Oui… tout le monde s’était figé, tous les regards s’étaient rivés sur l’écran géant.
Perplexe comme les autres, Oakes avait levé les yeux pour voir son image occupant tout l’écran tandis qu’une notice biographique se déroulait en sous-titre. Il lut avec ébahissement :
«Morgan Lon Oakes. Réf. Fichier original. Donneur génétique : Morgan Hempstead…»
Oakes avait du mal à respirer. C’était un coup monté! Il se tourna vers Legata et le regard glacé qu’elle lui retourna le figea jusqu’à la moelle.
— Morgan… (Comme sa voix était caressante!)… J’ai retrouvé ton dossier, Morgan. Tu vois l’imprimatur de Nef? L’authenticité de ce document est garantie par Nef.
Un spasme agita la paupière gauche de Oakes. Il chercha en vain à déglutir.
Tout ça n’est pas vraiment en train de m’arriver! Des murmures commençaient à circuler dans la salle.
— Oakes, un clone ? Par les dents de Nef!
Legata s’écarta du pupitre pour se rapprocher à un mètre de Oakes.
— Ton nom… c’est celui de la femme qui t’a porté dans son ventre… contre paiement!
Oakes retrouva une partie de sa voix :
— C’est un odieux mensonge! Mes parents… Le soleil allait devenir nova… Je…

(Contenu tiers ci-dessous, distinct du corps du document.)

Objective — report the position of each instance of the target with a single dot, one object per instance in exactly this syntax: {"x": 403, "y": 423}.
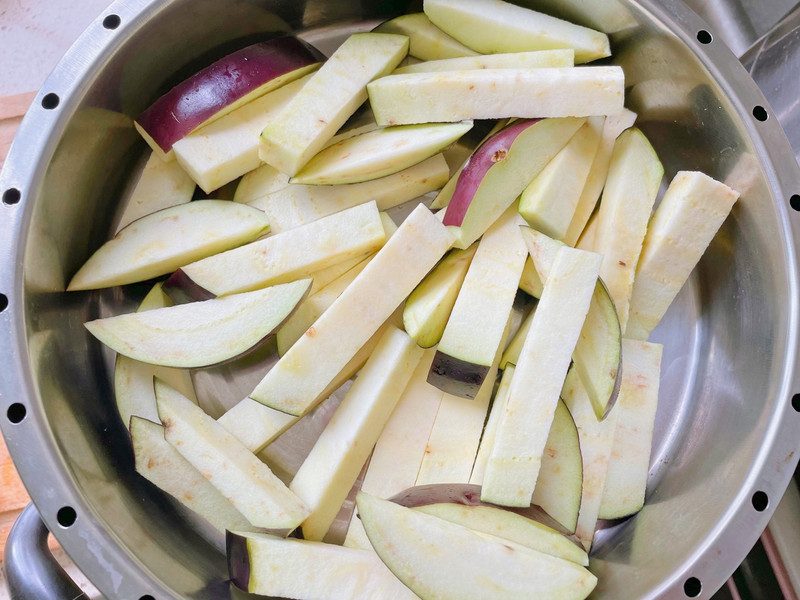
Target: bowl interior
{"x": 726, "y": 337}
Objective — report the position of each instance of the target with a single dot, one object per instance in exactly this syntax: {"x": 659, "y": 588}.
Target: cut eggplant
{"x": 297, "y": 379}
{"x": 401, "y": 446}
{"x": 518, "y": 60}
{"x": 499, "y": 170}
{"x": 634, "y": 178}
{"x": 201, "y": 334}
{"x": 296, "y": 205}
{"x": 613, "y": 126}
{"x": 333, "y": 94}
{"x": 133, "y": 380}
{"x": 256, "y": 425}
{"x": 426, "y": 41}
{"x": 548, "y": 203}
{"x": 626, "y": 480}
{"x": 476, "y": 326}
{"x": 161, "y": 185}
{"x": 558, "y": 487}
{"x": 596, "y": 438}
{"x": 222, "y": 87}
{"x": 230, "y": 467}
{"x": 510, "y": 526}
{"x": 514, "y": 463}
{"x": 379, "y": 153}
{"x": 429, "y": 306}
{"x": 492, "y": 26}
{"x": 219, "y": 152}
{"x": 597, "y": 354}
{"x": 289, "y": 568}
{"x": 690, "y": 214}
{"x": 331, "y": 468}
{"x": 161, "y": 464}
{"x": 286, "y": 256}
{"x": 448, "y": 96}
{"x": 168, "y": 239}
{"x": 418, "y": 549}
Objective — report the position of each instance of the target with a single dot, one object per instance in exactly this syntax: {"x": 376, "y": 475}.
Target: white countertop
{"x": 35, "y": 34}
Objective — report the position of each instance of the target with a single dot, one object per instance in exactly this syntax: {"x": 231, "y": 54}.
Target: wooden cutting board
{"x": 13, "y": 497}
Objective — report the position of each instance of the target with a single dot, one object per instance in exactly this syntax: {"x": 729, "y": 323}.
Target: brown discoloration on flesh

— Ce n’est pas du tout ce que dit Nef… Regarde donc! Elle agita le bras en direction de l’écran où les données continuaient à défiler : Date d’implantation cellulaire, adresse des pseudo parents, nom des…
Louis vint se placer à côté de Oakes. Il s’adressa à Legata, et cette fois-ci il était impossible de se méprendre sur l’amusement contenu dans sa voix.
— Pourquoi?
Elle ne voulut pas détourner son attention du visage défait de Oakes. Pourquoi ai-je si envie de le consoler ?

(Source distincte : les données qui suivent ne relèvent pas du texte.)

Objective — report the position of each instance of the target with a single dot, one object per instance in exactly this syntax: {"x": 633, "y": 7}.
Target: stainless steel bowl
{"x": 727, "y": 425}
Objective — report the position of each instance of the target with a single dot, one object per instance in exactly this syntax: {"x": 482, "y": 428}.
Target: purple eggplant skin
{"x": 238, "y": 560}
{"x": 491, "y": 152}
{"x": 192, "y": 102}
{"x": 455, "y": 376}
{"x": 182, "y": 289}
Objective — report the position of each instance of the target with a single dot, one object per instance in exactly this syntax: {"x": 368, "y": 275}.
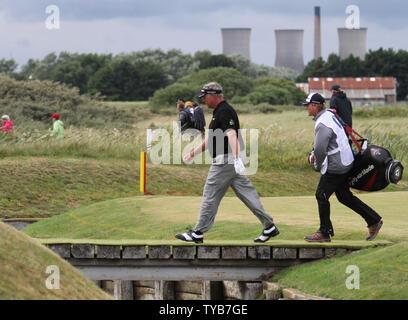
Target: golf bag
{"x": 373, "y": 169}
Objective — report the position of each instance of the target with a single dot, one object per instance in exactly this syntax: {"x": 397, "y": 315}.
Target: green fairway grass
{"x": 23, "y": 265}
{"x": 160, "y": 218}
{"x": 383, "y": 275}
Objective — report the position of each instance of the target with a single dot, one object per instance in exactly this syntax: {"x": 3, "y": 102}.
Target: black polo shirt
{"x": 224, "y": 118}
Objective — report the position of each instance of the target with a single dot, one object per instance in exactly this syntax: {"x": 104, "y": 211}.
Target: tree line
{"x": 138, "y": 75}
{"x": 131, "y": 76}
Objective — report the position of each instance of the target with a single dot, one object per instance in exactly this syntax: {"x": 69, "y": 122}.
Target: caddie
{"x": 227, "y": 169}
{"x": 333, "y": 157}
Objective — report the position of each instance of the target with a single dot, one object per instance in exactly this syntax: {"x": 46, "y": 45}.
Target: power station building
{"x": 236, "y": 41}
{"x": 289, "y": 49}
{"x": 362, "y": 91}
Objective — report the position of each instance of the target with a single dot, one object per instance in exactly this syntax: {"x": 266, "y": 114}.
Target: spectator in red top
{"x": 7, "y": 125}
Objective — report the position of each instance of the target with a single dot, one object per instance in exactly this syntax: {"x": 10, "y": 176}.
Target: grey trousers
{"x": 219, "y": 179}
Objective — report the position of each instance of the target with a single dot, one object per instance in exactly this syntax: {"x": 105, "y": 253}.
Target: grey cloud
{"x": 390, "y": 13}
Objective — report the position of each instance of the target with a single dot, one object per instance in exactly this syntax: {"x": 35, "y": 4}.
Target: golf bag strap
{"x": 349, "y": 130}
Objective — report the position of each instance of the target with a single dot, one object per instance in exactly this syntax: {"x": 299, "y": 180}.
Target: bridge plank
{"x": 234, "y": 252}
{"x": 284, "y": 253}
{"x": 208, "y": 252}
{"x": 310, "y": 253}
{"x": 259, "y": 252}
{"x": 134, "y": 252}
{"x": 83, "y": 251}
{"x": 63, "y": 250}
{"x": 108, "y": 252}
{"x": 183, "y": 252}
{"x": 159, "y": 252}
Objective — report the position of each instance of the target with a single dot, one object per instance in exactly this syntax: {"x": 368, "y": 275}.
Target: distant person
{"x": 7, "y": 128}
{"x": 190, "y": 107}
{"x": 342, "y": 104}
{"x": 185, "y": 116}
{"x": 333, "y": 157}
{"x": 199, "y": 117}
{"x": 58, "y": 127}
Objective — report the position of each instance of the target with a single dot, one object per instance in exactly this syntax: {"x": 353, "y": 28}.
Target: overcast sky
{"x": 114, "y": 26}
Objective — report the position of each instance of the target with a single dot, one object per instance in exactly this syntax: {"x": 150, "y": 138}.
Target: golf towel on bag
{"x": 374, "y": 169}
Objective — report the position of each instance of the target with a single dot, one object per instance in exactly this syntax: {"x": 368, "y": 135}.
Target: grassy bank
{"x": 144, "y": 218}
{"x": 44, "y": 186}
{"x": 23, "y": 266}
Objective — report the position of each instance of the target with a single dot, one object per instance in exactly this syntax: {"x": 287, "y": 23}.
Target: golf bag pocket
{"x": 374, "y": 169}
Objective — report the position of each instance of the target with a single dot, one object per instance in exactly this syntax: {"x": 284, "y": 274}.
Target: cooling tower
{"x": 289, "y": 49}
{"x": 236, "y": 41}
{"x": 318, "y": 41}
{"x": 352, "y": 41}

— La Chambre des Lamentations, cela a été une erreur, murmura-t-elle.
Quelqu’un, à l’autre extrémité de la salle, s’écria :
— Les clones d’abord! Faites sortir le clone!
Le slogan fut repris par plusieurs voix, en un crescendo rageur :
— Faites sortir le clone!
— Non! hurla Oakes.
Des mains se saisirent de lui. Dans la mêlée qui s’ensuivit, Legata ne put rien faire pour intervenir. Utiliser sa force contre ces gens, c’eût été risquer d’en tuer plusieurs, et elle ne pouvait s’y résoudre. La voix de Oakes, qui continuait à crier : «Non, je vous en supplie! Non!» devint plus faible en s’éloignant, puis se noya dans les clameurs de la foule.

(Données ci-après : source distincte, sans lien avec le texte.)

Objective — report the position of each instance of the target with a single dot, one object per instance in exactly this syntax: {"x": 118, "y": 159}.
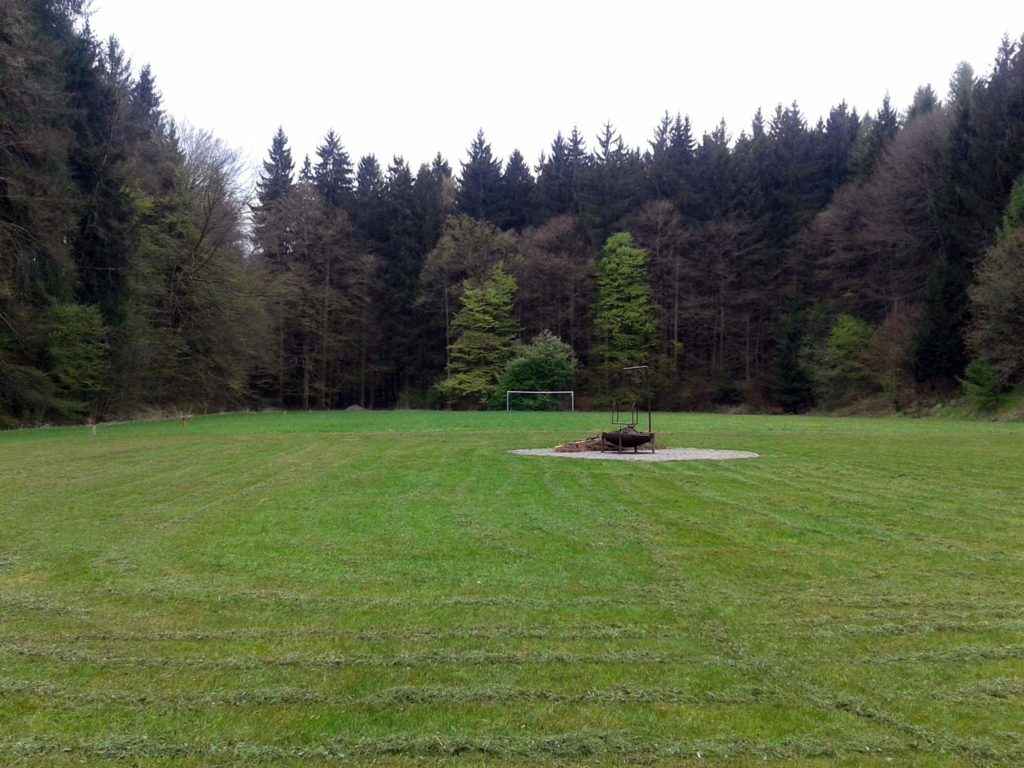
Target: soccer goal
{"x": 509, "y": 394}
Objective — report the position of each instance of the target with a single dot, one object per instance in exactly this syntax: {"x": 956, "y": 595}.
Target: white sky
{"x": 415, "y": 78}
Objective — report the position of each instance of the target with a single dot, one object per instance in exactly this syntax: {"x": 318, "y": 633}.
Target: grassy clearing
{"x": 396, "y": 589}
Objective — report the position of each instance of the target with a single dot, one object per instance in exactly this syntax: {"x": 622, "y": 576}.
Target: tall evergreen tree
{"x": 333, "y": 172}
{"x": 625, "y": 333}
{"x": 518, "y": 193}
{"x": 479, "y": 193}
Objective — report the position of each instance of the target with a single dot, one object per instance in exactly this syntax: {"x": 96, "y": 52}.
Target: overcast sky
{"x": 417, "y": 78}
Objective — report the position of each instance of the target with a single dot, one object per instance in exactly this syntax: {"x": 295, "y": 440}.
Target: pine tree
{"x": 625, "y": 333}
{"x": 276, "y": 178}
{"x": 369, "y": 209}
{"x": 518, "y": 194}
{"x": 486, "y": 333}
{"x": 479, "y": 193}
{"x": 333, "y": 172}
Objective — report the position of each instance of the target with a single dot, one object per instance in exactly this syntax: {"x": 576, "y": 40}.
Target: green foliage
{"x": 792, "y": 387}
{"x": 843, "y": 376}
{"x": 80, "y": 358}
{"x": 486, "y": 332}
{"x": 394, "y": 589}
{"x": 625, "y": 333}
{"x": 996, "y": 331}
{"x": 982, "y": 385}
{"x": 547, "y": 363}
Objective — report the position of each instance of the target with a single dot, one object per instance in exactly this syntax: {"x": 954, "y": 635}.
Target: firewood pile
{"x": 594, "y": 442}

Louis marcha jusqu’au pupitre, annula le programme et brancha un senseur que les gyronètes n’avaient pas encore voilé. Sur l’écran, la flamme soudaine d’un crashfeu déchira la toile gluante tendue sur le mur du Blockhaus à l’endroit où la découpeuse avait ouvert une brèche. Quelques secondes plus tard, Oakes apparut puis se mit à courir, tout seul, à travers la plaine mortelle de Pandore.